We offer several leadership programs specifically for our clinicians and other staff. Our Ascend Program is for nurses who are bedside and want to advance their careers into management. The program is a mix of virtual and in-person training covering topics such as crucial conversations and purposeful leadership, all designed to enhance their knowledge and abilities as a future leader.
In addition, we partner with universities such as Morehouse School of Medicine where we have embarked on a 10-year, $100M commitment aimed at addressing the underlying causes of health inequities, including the lack of representation among care providers. CommonSpirit is dedicated to building several work streams to address our talent shortage and build robust pipelines of talent in our most critical areas.

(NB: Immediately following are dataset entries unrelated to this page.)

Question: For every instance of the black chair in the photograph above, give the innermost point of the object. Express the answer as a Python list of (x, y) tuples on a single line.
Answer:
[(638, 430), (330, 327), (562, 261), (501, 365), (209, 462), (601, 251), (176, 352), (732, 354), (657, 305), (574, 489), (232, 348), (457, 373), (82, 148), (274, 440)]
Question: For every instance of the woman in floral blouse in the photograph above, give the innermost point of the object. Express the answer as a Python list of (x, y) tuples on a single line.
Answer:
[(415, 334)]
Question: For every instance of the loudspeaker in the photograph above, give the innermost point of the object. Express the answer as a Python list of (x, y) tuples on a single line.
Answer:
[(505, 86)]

When you’re developing upskilling programs, which part do you want to “own” as an organization versus partner with others on?
We consider a variety of factors depending on the function. Our L&OD team is very capable at helping us strengthen our leadership capabilities. We also have clinical educators that build in-house programs and partner with local colleges and universities. Through some of the workforce development streams mentioned above, we partner with external organizations who specialize in clinical training such as medical assistants or CNA as well as technical skills.
Are there particular types of roles or skill sets that are harder to find than others?
There are shortages everywhere across the labor market and healthcare is no exception. We are struggling to identify specialty nurses (ER, ICU, OR, etc.), primary care physicians as well as environmental services.
How have technology solutions made things easier? Are there any tools that have been especially helpful?
We have a program that helps us create online spaces for open houses, virtual career fairs, and other specialized branded events. This technology enables us to implement rapid hiring events across the organization including interviewing and extending offers at the end of day.
One data solution that has been helpful to me and my talent team is TalentNeuron. TalentNeuron provides actionable labor market intelligence, allowing me to make critical human capital decisions as we think about where to invest our resources and spend.
When it comes to talent and recruiting within healthcare, what is something really important that folks aren’t talking enough about?
People want to have career ladders and they want development. I think most healthcare companies know that now. The healthcare industry has not been able to consistently invest in what it takes to build a strong talent pipeline and keep that pipeline irrespective of function. The nursing shortage was predicted to be a big issue in 2030; the pandemic accelerated the timeline.
Many of the issues the healthcare industry is facing related to talent gaps are not new. However, the industry has to figure out how to address them in a way that creates a sustainable, skilled, and engaged pipeline of talent. I think it has to be a two-pronged approach. We have to have the financial resources to build the programs, but you also need to have the people who are willing to go and partner and execute.
When you aren’t thinking about recruiting and talent, how do you enjoy your time?
I love being outdoors. My outdoor interests have evolved from being a long distance runner completing marathons to playing soccer, which I picked up as an adult. However, my favorite pastime is watching professional basketball. I’m a huge Golden State Warriors fan. I spend a lot of time watching not only my team, but every other team, scoping out the competition. Perhaps one day I could be a sideline reporter in the NBA!